From investors to cinematographers, producers to actors, everybody else’s voices need to be heard for them to feel confident in the project. And if you’re not ready for the experience of being surrounded by all these pro’s, telling you exactly what they think, it can very quickly knock your confidence, making you feel like you’re treading water whilst being surrounded by sharks.

So before you bring these faces aboard, take a beat - consider the film - is this really the right one to go to bat for over and over? Because if you want to see it made, you will most likely have to. And all the time knowing that your story might take a beating on the way. 


If this project (or indeed you) are not ready for the going-over it's going to receive, shoot it yourself in much the same way you've always done. When you ask people for money, they don't just give it to you. That's just not how the industry works. People will ask about their ROI (return on investment) prospects, or insist that you take a screenwriter credit so they can attract a bigger name director, all in order to secure that finance. All of this (and more) will likely come up, so you'd better be sure this is the journey you want to go on. If it's not, then go make your movie in the same old way you always have - by hook or by crook.

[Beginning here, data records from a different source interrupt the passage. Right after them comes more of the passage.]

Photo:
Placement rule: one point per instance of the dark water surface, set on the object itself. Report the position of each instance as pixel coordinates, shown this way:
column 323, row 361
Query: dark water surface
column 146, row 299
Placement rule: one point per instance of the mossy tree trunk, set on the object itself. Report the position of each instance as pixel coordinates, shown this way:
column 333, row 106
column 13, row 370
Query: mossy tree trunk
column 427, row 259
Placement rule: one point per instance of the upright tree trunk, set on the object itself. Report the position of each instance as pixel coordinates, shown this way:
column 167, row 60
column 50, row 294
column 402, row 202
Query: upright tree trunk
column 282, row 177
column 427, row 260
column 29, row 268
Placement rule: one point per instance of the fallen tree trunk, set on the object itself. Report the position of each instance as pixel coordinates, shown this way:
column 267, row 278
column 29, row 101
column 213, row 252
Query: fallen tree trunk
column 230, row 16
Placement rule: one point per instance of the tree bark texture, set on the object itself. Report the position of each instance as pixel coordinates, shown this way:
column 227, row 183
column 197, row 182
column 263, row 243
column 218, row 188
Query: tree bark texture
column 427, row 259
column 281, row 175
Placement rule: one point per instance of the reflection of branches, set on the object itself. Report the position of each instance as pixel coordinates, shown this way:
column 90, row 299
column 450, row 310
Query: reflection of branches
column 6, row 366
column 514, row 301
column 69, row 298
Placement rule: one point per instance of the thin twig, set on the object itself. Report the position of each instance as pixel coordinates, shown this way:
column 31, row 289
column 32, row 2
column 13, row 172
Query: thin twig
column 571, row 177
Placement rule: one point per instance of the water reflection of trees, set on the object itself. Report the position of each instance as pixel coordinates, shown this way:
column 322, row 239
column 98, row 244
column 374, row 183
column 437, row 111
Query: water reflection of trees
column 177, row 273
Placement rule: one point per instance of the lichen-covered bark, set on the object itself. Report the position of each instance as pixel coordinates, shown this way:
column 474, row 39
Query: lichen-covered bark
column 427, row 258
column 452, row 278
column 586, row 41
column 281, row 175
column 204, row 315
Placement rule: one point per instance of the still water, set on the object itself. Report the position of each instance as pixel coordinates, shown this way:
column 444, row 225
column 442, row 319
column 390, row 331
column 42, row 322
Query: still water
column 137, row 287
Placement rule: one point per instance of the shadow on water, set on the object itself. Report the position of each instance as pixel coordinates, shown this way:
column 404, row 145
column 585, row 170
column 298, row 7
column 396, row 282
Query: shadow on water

If, however, you’re tired of that process, and know that you're ready to graduate from the no-budget world, then make sure you have something brilliant, something will be worth the battles and will be impossible for even the most cynical producer to walk away from. If you've got that, then you have a fighting chance of getting it made. 

2. Trust your voice, but learn to listen.

You're in the room for a reason, so you have something to say, but so will everyone else. 

Something that took me by surprise when I first started to work within these bounds was how similar I actually was to everybody else - at least in terms of goals, ambition and resourcefulness.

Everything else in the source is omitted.